Rob, would you be able to do a set in the future? or just doing one batch soonish and thats it?

I'm still working towards getting the v8 running, so I have to stay focussed on that before messing with suspension!


----------



## R.I.P.S NZ (May 7, 2004)

Yeah, looks like I'll make a decent jig so I can do more as required.

I'll get the first 2-3 sets done and on cars, go on chassis machine etc and check the settings and range etc and do some testing and go from there.

Rob


----------



## Cris (Sep 17, 2007)

R.I.P.S NZ said:


> I had a look on driftworks and couldn't see any for 4wd GTR? plenty of 2wd stuff, can you send a link or post a pic?

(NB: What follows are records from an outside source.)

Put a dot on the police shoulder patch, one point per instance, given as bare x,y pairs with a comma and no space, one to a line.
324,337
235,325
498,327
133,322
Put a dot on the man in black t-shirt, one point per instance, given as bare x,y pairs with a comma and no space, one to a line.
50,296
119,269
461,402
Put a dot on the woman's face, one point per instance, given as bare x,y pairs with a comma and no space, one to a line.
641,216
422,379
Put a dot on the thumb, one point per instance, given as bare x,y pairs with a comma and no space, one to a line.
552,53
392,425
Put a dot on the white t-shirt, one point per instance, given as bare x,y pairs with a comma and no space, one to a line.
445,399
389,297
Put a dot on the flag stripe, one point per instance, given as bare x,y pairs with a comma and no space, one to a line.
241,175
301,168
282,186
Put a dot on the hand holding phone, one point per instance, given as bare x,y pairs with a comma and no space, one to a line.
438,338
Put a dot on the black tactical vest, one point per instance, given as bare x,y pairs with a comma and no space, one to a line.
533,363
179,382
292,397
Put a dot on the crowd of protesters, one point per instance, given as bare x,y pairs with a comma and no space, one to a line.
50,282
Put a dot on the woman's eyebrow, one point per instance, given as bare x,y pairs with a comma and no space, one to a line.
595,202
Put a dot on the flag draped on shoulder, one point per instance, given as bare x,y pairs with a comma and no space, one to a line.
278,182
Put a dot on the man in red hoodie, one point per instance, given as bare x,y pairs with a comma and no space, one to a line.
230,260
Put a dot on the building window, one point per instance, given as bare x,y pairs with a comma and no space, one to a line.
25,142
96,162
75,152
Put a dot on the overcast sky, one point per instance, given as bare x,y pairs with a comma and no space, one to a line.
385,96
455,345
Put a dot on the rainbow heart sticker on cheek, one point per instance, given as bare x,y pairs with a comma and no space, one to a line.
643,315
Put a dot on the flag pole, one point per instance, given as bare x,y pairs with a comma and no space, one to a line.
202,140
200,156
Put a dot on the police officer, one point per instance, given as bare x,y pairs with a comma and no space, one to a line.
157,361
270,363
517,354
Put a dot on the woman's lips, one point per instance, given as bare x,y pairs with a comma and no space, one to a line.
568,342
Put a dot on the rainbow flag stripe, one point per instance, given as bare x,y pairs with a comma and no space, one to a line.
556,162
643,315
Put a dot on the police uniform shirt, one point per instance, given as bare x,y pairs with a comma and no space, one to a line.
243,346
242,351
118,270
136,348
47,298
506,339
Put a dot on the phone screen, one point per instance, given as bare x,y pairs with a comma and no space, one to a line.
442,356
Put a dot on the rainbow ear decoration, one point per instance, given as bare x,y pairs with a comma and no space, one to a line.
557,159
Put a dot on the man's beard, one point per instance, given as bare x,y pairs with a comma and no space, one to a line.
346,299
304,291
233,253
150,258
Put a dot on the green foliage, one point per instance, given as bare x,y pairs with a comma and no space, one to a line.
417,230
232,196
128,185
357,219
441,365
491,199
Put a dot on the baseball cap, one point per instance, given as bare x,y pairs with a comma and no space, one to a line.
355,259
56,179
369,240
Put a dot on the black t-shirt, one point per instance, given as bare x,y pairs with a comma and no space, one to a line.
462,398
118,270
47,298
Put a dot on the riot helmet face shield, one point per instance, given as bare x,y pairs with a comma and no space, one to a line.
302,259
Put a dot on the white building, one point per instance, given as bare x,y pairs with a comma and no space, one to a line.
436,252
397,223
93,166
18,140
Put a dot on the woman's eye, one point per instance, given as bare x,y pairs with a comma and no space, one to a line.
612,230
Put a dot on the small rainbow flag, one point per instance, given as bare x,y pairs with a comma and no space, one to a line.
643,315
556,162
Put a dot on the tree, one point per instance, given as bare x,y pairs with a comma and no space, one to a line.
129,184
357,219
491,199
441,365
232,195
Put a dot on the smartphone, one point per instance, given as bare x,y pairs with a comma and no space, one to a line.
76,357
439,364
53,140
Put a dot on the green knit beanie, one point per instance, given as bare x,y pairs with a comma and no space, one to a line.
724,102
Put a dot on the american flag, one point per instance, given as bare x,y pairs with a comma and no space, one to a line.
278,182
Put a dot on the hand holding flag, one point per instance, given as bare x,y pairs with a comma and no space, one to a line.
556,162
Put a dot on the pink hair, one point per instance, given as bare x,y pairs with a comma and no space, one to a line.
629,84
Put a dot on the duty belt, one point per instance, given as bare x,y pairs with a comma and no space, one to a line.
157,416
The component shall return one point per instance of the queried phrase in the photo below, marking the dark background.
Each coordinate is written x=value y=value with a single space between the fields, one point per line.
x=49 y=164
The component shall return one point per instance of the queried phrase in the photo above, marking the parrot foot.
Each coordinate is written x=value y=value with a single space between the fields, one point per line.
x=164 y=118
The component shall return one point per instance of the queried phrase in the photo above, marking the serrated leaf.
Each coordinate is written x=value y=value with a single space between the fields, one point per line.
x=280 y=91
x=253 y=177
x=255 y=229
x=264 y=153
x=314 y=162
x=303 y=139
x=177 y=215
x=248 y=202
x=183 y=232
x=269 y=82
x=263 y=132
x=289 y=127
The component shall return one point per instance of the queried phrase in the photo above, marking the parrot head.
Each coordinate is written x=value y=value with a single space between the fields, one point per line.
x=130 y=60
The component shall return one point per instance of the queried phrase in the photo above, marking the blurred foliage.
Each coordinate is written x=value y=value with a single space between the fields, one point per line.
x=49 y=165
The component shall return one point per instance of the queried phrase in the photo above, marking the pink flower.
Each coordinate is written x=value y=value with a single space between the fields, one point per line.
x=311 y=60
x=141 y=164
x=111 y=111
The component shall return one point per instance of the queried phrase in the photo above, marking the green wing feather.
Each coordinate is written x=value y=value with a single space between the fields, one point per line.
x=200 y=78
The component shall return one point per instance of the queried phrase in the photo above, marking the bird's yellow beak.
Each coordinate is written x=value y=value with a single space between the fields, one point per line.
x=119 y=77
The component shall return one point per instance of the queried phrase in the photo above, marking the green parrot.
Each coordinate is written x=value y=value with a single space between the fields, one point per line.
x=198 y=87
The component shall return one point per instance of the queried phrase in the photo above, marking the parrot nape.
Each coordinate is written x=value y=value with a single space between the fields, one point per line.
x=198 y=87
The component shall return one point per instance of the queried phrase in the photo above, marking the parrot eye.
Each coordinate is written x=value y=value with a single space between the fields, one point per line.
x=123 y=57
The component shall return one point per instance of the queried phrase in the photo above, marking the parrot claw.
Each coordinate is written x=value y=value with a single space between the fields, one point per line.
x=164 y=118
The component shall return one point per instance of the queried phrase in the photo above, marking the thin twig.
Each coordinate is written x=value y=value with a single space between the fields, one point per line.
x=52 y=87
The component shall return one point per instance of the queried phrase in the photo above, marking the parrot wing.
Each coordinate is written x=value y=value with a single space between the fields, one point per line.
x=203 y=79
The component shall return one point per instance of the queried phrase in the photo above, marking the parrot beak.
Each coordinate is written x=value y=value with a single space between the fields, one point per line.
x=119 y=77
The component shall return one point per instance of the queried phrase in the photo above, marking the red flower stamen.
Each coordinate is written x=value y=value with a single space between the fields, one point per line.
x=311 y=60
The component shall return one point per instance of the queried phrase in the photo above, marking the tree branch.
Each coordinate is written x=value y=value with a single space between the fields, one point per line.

You are, of course, correct. Getting my front and rear arms mixed up. D'oh!

Interesting to note that the linked Godspeed stuff seems to be identical to Driftworks stuff but for the colour...


----------



## comzilla87 (Jul 3, 2009)

What happened to these Rob? You still making them?


----------



## YB0THA (Jul 31, 2010)

Did theses get made at all??? Anyone


----------



## blue34 (Jul 28, 2005)

Proper thread resurrection..

You could also search for lower adjustable arms available for a z32 300zx...

Get your Driftworks Front & Rear Adjustable Lower Arms Nissan S13 S14 S

A lot of suspension arms are compatible across the S z32 and r32/3/4 models


----------



## simplysideways (Apr 17, 2007)

blue34 said:


> Proper thread resurrection..
> 
> You could also search for lower adjustable arms available for a z32 300zx...
> 
> ...


----------



## FRRACER (Jun 23, 2013)

I would avoid drift works arms they self destruct and rust up pretty quick also the rose joint is not of the best quality.


----------



## YB0THA (Jul 31, 2010)

Random question but are R32 GTS-t front caster arms the same as R32 GTR front caster arms?


----------



## Sub Boy (Jan 28, 2008)

YB0THA said:


> Random question but are R32 GTS-t front caster arms the same as R32 GTR front caster arms?


No, GTS arms have narrower bushes, and GTR ones also have a kink in them to allow for the wider tyres steering angle


----------